Hugo Boss is a global sponsorship and therefore we have to be global to meet those objectives. We have two boats, the promotional boat and the race boat. In the last 12 months the promotional boat did the Sydney-Hobart Race last Christmas, then it was in Hong Kong, Shanghai, Tai-pei for a major store opening, we did a fashion shoot in Hong Kong and Shanghai, in Singapore, Malaysia, Vietnam, Thailand, and right now they are in Mauritius. They will be in Cape Town for Christmas, hospitality and fashion shoots for the run up to Christmas. In 12 months the boat has gone from Sydney-Hobart through to Cape Town via all these places. That has been a very big project for us. Even just managing the IMOCA Open 60 through these zones has been a job. We have had to have security consultants work with us in terms of piracy. We have had to have translators to beat the language barriers. It has been a very big project, but it has been a very important project for us and for Hugo Boss. It has been fantastic for us. It is easy to say but in Europe because there is so much activity, it can be quite hard to get interest in a project like this. But in China the reaction has been fantastic. We have had the top media and the top fashion media, buyers on the boat. Alex and myself have spent a lot of time in Asia this year. It is clearly a very important market for Hugo Boss.
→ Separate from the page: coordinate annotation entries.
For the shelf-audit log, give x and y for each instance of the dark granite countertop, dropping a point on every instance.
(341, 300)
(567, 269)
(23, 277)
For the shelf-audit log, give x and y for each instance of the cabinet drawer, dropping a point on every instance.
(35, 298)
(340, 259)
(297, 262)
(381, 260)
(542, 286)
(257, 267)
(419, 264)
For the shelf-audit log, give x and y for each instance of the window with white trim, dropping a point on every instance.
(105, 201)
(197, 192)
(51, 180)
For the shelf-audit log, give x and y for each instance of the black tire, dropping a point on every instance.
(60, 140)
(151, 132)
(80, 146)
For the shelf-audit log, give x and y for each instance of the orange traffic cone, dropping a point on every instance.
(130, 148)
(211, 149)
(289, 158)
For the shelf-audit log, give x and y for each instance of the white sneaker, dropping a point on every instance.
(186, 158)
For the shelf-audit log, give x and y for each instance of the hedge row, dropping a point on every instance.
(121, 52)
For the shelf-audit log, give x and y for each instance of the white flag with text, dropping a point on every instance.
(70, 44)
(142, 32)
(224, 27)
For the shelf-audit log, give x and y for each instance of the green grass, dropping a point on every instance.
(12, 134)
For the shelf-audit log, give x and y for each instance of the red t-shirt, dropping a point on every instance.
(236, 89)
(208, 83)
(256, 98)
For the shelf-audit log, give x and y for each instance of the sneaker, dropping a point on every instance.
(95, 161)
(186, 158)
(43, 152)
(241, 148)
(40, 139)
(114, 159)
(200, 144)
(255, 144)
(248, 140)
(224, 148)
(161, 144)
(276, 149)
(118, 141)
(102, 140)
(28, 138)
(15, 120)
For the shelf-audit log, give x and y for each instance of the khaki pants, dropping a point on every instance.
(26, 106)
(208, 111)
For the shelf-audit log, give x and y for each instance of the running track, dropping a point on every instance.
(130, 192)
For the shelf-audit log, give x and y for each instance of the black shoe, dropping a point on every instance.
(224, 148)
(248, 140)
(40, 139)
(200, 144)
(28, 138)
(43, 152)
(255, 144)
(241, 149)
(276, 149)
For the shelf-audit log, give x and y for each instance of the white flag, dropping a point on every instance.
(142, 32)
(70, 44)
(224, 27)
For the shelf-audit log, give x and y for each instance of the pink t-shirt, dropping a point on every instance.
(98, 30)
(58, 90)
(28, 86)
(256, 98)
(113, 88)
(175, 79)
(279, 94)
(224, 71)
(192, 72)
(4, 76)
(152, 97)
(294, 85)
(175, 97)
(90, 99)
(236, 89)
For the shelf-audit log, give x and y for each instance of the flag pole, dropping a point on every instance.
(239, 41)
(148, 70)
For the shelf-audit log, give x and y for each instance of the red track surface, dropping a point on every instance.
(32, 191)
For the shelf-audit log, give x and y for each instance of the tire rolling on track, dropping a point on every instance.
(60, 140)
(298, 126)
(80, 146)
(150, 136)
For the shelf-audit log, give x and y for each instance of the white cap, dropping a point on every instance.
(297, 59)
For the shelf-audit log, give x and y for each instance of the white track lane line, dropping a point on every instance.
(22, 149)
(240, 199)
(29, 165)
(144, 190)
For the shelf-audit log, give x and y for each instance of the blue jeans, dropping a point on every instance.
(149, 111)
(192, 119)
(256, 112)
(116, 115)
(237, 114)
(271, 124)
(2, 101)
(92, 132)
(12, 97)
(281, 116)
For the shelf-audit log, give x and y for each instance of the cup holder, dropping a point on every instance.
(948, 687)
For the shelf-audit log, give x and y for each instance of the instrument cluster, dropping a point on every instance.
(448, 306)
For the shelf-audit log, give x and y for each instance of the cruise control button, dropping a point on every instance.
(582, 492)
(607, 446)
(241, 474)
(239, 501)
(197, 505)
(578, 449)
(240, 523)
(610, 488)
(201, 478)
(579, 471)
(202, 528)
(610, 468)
But the simplicity of the Vendée Globe is a relatively easy concept to understand for the wider audience?
In Asia they absolutely ‘get it’. It is central to the whole mix. And that is the reason why I think IMOCA has got so much untapped potential. When Alex or I stand up in front of a group of people and say: ‘What we do is put one person on a boat, solo. They sail around the world, on their own, without stopping. The sail down from France, left at Africa, left at Cape Horn, back up to France without touching dry land. First person back wins. It is a fundamentally easy thing to explain. I think it is so much easier a story to be telling than about a wing masted match racing.
So what proportion of the return comes from these tours?
In terms of the return to Hugo Boss, around 40% comes from those tours. And then the Race Boat gas been incredibly busy. We got the boat in the Autumn and did the TJV and the B2B. We refitted it in January and February. The boat went to Monaco to the F1 Grand Prix, and we stopped and did four days hospitality in Barcelona. Alex sailed the boat to New York singlehanded. We did ten days of very intense days in New York which was fantastic for us. Alex was live on Bloomberg, live on CNN. We had people doing weather forecasts from the boat. We had a full page in the New York Times and it was just unbelievable. We did eight days of hospitality and a great photo shoot with the Statue of Liberty. And then Alex sailed the boat back to the UK and broke the record, and that was a fillip for us because we really were not expecting it.